Scuola: Azzolina firma ordinanza aumento organico,+50mila unità. Oltre 50mila posti in più fra docenti e Ata, con una priorità per la scuola dell’infanzia e la primaria.

E’ quanto prevede l’ordinanza firmata dalla ministra dell’Istruzione,Lucia Azzolina, che ha incontrato questa mattina i rappresentanti delle Regioni sulla ripresa di settembre e, in particolare, sul tema dell’organico aggiuntivo da dare alle scuole.

Presente alla riunione anche la Ministra delle Infrastrutture e dei Trasporti Paola De Micheli, per gli aspetti relativi al trasporto scolastico.

“Grazie a questo incremento di organico potremo finalmente cominciare a superare quelle norme, nate in epoca di tagli feroci alla scuola, che hanno portato al sovraffollamento delle classi.

Con il decreto rilancio abbiamo infatti previsto la possibilità di derogare al numero di alunni per classe per ridurlo progressivamente.

Un cammino che dovremo poi proseguire anche oltre l’emergenza”, ha detto la ministra.

Conte: ‘Ora ripartiamo. Sulla scuola garantisco io’

Sulla pandemia il governo ha agito da subito con “cautela” ma anche “misure proporzionate a quanto stava accadendo”, ora serve “non pensare a nuove restrizioni e sostenere una effettiva ripartenza”.

Così il premier Giuseppe Conte in un colloquio con il Corriere della sera in vista del varo del prossimo Dpcm nel quale, spiega, alcune “aperture” verranno inserite.
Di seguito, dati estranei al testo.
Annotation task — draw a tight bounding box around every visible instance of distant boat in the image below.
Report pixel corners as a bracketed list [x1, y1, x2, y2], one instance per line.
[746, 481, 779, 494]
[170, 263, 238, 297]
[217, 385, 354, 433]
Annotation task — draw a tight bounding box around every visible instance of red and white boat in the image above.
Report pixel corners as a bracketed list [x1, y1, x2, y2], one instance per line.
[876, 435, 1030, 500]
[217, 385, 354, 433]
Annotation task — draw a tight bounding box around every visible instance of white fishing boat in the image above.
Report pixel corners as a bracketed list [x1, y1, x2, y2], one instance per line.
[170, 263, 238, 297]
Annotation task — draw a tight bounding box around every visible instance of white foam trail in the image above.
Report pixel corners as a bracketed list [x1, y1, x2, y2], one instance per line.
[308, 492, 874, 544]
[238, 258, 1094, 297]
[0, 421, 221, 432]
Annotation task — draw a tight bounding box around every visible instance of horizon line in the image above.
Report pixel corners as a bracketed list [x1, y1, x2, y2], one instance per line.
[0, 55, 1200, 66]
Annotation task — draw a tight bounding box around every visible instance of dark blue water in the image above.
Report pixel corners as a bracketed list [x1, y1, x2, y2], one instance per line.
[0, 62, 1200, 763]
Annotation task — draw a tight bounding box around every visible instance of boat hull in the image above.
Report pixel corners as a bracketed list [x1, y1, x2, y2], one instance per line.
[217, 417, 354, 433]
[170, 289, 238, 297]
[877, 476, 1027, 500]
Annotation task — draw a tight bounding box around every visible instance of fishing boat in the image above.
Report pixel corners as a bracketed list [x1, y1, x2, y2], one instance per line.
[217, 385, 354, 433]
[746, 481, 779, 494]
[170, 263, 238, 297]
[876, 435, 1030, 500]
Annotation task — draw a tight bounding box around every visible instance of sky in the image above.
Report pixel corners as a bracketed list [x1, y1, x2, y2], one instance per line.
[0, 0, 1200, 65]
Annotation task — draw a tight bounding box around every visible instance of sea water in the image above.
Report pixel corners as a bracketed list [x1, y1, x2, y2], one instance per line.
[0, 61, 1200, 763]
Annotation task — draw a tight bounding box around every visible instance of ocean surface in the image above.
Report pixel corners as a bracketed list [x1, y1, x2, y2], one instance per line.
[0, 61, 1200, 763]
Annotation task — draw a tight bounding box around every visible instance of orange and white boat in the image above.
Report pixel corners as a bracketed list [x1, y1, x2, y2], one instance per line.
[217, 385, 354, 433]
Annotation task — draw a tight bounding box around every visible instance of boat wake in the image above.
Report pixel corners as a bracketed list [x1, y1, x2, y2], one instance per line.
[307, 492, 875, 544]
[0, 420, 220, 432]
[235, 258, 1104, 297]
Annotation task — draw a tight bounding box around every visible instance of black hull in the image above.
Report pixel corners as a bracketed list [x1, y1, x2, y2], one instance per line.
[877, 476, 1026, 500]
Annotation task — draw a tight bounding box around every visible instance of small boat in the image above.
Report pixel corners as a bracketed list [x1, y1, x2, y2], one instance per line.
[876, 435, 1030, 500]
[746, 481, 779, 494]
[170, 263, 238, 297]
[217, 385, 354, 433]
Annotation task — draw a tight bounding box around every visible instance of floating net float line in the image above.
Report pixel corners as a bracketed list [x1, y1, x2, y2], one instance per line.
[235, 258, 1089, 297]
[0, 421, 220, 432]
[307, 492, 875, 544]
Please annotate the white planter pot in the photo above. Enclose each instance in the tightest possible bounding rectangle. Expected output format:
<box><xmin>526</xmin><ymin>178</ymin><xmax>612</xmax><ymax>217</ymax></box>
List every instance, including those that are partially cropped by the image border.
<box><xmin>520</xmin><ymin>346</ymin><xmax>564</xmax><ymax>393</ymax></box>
E sulla scuola garantisce: “è il mio impegno coi giovani, le famiglie, il Paese. Il mio impegno con insegnanti e personale. La scuola riparte, non ci sono dubbi”.

“Sono sempre stato rigoroso, ma non mi pento di nulla – spiega Conte -. Quando abbiamo deciso di chiudere dicevano che dovevamo tenere aperto.

Quando volevamo cominciare ad aprire, ci chiedevano di essere rigidi. Mi sono sempre confrontato con ministri e scienziati e ora ho la percezione che se concederemo qualche apertura faremo bene”.

Il presidente del Consiglio parla delle “navi da crociera che devono ricominciare a viaggiare perché il turismo è un pezzo fondamentale della nostra economia”, si sofferma “sulle fiere e i convegni che dobbiamo far organizzare, perché soltanto in questo modo tutte le attività possono riprendere”.

Mascherine e distanze

Le mascherine, le distanze, “sono fondamentali, ma non devono essere percepite come una limitazione”.

“Io l’impazienza dei gestori la comprendo – continua -, tutto quello che si ferma rischia di essere perduto.
So che ci sono famiglie che hanno problemi ad arrivare a fine mese. La crisi di bar e ristoranti può influire in maniera pesante”.

“Sulle discoteche – fa anche sapere – sono molto prudente,sinceramente non mi sembra ancora opportuno concedere il permesso, troppo pericoloso. Si suda, si beve insieme,si sta vicini”.